Phenolic compounds often accumulate in foliar tissues of deciduous woody plants in response to previous insect defoliation, but similar responses have been observed infrequently in evergreen conifers. We studied the effects of defoliation on the foliar chemistry of Scots pine (Pinus sylvestris L.) and cocoon mass, and survival of the pine sawfly (Diprion pini L.).
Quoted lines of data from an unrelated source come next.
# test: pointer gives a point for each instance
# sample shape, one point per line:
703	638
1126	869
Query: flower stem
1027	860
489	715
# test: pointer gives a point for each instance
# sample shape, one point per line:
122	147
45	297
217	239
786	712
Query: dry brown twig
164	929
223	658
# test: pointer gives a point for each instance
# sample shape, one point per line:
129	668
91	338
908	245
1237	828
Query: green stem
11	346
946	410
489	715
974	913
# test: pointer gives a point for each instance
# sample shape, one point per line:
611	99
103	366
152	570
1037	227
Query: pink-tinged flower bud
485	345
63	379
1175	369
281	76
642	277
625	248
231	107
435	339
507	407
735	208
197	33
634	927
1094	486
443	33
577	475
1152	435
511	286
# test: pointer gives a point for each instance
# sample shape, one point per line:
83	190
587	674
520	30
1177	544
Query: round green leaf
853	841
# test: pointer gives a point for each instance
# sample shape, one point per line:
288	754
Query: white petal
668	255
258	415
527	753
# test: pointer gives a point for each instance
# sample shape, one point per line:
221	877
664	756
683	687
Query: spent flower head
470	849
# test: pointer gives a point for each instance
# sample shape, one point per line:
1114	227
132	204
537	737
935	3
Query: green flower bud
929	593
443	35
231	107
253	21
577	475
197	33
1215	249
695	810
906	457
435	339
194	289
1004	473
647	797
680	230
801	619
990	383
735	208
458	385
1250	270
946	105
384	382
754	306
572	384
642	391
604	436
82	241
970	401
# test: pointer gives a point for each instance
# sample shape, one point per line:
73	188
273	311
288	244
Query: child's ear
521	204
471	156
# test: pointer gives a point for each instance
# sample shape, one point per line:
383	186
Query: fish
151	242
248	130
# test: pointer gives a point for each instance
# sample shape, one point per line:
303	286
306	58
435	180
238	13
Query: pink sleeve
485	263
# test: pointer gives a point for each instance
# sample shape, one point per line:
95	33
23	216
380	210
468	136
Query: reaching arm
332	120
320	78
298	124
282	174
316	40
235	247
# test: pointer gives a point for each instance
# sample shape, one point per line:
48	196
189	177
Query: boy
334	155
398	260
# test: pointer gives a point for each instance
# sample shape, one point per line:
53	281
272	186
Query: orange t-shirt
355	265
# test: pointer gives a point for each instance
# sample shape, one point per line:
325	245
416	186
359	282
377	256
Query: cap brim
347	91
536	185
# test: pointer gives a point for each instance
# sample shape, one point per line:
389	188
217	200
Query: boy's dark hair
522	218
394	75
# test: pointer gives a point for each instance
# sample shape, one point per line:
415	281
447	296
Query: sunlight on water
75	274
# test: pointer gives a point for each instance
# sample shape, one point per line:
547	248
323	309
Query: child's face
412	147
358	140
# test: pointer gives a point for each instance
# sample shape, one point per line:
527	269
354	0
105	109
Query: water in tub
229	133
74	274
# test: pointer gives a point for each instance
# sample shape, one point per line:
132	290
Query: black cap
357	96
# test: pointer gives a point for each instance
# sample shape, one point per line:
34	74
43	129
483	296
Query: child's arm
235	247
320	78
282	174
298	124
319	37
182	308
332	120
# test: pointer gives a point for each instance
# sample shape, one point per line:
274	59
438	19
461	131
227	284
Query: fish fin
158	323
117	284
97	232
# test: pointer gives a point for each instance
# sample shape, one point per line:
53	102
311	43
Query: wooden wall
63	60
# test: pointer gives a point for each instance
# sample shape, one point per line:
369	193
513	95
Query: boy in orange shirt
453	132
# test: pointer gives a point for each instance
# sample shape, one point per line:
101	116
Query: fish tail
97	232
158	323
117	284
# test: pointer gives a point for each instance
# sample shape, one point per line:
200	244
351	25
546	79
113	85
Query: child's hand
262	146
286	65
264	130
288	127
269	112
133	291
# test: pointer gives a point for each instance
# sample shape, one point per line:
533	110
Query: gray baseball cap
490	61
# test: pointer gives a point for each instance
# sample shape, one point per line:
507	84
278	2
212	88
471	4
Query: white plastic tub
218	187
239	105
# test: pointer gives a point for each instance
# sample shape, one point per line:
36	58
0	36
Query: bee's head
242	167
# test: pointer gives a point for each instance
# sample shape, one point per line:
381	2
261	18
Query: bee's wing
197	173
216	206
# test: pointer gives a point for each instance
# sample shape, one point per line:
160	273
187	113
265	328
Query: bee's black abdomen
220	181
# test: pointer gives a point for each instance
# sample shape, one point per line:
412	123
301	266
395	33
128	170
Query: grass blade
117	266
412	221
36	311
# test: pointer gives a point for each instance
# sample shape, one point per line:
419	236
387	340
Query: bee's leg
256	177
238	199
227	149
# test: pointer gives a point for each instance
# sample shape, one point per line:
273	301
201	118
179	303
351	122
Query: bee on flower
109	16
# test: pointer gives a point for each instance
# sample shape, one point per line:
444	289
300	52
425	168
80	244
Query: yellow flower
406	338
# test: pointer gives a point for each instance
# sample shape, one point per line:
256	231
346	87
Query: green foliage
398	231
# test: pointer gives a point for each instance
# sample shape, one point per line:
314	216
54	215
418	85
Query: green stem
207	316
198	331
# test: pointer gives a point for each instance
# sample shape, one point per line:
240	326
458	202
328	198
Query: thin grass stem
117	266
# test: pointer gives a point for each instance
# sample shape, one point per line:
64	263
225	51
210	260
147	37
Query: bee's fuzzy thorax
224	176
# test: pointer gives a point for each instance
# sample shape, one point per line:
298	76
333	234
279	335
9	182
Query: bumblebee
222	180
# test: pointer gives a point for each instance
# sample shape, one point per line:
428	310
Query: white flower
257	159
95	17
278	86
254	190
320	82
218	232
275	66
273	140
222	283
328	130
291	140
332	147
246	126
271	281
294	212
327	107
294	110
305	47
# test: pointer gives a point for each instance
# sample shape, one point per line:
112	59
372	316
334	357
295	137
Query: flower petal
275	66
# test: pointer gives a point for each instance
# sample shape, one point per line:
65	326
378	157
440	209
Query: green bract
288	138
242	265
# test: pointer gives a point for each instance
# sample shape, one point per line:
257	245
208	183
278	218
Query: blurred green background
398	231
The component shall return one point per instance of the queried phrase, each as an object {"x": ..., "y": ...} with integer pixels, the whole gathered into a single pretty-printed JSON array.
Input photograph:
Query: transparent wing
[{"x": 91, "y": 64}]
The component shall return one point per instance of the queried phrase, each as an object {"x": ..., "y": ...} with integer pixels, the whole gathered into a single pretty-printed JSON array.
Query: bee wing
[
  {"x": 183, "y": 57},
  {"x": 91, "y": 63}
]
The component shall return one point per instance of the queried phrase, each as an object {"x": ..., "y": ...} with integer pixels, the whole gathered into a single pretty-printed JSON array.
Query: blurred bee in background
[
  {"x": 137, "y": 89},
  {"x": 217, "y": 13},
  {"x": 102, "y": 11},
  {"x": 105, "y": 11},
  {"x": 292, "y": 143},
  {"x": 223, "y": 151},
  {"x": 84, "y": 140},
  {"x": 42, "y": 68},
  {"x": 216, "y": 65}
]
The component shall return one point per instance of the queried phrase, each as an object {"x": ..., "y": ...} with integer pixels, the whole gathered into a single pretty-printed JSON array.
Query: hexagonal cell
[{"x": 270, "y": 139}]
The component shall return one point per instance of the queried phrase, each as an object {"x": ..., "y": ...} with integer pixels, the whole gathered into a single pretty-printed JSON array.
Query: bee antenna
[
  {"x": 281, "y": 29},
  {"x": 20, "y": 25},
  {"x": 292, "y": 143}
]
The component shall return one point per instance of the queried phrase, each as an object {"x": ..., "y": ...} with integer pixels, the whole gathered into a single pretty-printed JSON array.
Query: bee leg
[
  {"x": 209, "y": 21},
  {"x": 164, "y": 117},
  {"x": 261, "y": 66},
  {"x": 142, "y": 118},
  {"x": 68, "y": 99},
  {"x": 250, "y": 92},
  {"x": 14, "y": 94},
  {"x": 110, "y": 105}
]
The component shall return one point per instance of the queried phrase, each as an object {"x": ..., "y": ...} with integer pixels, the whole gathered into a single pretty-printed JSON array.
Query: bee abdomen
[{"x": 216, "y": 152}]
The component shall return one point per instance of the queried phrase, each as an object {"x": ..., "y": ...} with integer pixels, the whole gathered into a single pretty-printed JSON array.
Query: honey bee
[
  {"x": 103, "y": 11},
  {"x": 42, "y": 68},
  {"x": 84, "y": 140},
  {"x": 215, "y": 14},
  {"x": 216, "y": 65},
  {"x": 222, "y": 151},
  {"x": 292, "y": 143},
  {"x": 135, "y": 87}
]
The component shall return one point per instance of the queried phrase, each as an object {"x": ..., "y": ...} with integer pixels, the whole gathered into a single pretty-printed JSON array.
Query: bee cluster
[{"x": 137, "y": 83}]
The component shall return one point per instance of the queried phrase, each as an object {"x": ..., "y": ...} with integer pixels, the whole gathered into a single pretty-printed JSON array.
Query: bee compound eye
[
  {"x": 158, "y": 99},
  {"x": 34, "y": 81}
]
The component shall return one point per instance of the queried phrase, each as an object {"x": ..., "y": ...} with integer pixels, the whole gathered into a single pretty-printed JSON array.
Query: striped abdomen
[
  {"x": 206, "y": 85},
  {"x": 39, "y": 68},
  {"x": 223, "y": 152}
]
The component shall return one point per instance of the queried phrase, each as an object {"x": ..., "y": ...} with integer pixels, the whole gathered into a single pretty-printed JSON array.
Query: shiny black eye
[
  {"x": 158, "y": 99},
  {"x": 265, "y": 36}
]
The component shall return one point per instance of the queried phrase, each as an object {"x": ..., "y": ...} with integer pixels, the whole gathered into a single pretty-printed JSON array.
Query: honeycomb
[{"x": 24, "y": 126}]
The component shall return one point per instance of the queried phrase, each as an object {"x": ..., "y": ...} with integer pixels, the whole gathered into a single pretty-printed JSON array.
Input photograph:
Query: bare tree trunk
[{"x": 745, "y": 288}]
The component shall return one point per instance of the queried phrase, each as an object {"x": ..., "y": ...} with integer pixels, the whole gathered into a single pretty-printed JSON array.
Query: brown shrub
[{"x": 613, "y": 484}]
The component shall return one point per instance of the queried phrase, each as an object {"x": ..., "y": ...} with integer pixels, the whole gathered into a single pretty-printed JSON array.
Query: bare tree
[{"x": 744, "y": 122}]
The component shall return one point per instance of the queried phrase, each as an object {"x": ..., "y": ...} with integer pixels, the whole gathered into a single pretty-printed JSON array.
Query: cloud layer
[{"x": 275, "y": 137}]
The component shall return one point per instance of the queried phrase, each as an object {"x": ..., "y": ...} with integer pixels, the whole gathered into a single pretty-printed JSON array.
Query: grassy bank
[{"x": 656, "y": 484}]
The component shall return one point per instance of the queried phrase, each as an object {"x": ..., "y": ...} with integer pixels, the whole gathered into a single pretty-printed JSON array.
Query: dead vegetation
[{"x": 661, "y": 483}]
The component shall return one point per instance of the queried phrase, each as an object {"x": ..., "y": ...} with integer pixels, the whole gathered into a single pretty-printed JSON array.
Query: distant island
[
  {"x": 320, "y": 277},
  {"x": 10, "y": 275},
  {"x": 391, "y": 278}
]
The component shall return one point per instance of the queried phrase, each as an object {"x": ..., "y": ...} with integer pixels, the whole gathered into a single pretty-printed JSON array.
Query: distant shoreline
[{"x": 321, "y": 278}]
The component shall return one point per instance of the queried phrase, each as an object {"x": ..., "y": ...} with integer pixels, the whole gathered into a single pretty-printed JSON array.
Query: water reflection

In two successive years, needles were excised early in the season leaving only the current-year shoot intact (defoliated trees); untreated entire shoots served as controls (control trees). A year after the second defoliation, pine sawfly larvae were transferred to the trees. Delayed induced resistance in Scots pine in response to defoliation was indicated by (1) reduced cocoon mass in defoliated trees and (2) increased concentrations of phenolics and soluble condensed tannins in the foliage of defoliated trees compared with controls. Myricetin-3-galactoside, which showed the strongest induced response (104% and 71% increase in current-year (C) and previous-year (C+1) needles) of the compounds analyzed, also entered the regression model explaining variation in sawfly performance. Other compounds that entered the model, e.g., (+)-catechin, showed weaker responses to defoliation than myricetin-3-galactoside. Hyperin, condensed tannins and quercitrin showed strong induced responses in C or C+1 needles, or both, but these compounds did not explain the variation in sawfly performance. Accumulation of phenolics is sometimes associated with the reduced foliage nitrogen (N) concentrations in deciduous trees, and our results suggest that this may also be the case in evergreen conifers. Based on the earlier findings that defoliation reduces needle N concentration and N deficiency results in the accumulation of the same phenolic compounds, i.e., myricetin and quercetin glycosides, and soluble condensed tannins, we suggest that the accumulation of phenolics in defoliated trees occurred in response to the reduced foliar N concentration.
酚类化合物通常会在落叶木本植物的叶片组织中积累,以应对先前的昆虫落叶,但在常绿针叶树中很少观察到类似的反应。我们研究了落叶对苏格兰松(Pinus sylvestris L.)叶片化学、茧质量以及松叶蜂(Diprion pini L.)存活的影响。在连续两年中,在季节早期切除针叶,仅保留当年新梢完整(落叶树);未处理的整个新梢作为对照(对照树)。第二次落叶一年后,将松叶蜂幼虫转移到树上。落叶后苏格兰松的延迟诱导抗性表现为:(1)落叶树的茧质量降低;(2)与对照相比,落叶树叶片中的酚类和可溶性缩合单宁浓度增加。杨梅素-3-半乳糖苷在所分析的化合物中表现出最强的诱导反应(当年(C)和上一年(C+1)针叶分别增加104%和71%),该化合物也进入了解释叶蜂表现差异的回归模型。其他进入模型的化合物,如(+)-儿茶素,对落叶的反应比杨梅素-3-半乳糖苷弱。金丝桃苷、缩合单宁和槲皮苷在C或C+1针叶中或两者中均表现出强烈的诱导反应,但这些化合物无法解释叶蜂表现的差异。落叶树中酚类物质的积累有时与叶片氮(N)浓度降低有关,我们的结果表明常绿针叶树可能也是如此。基于早期的研究结果,即落叶会降低针叶氮浓度,而氮缺乏会导致相同酚类化合物(即杨梅素和槲皮素糖苷)以及可溶性缩合单宁的积累,我们认为落叶树中酚类物质的积累是对叶片氮浓度降低的响应。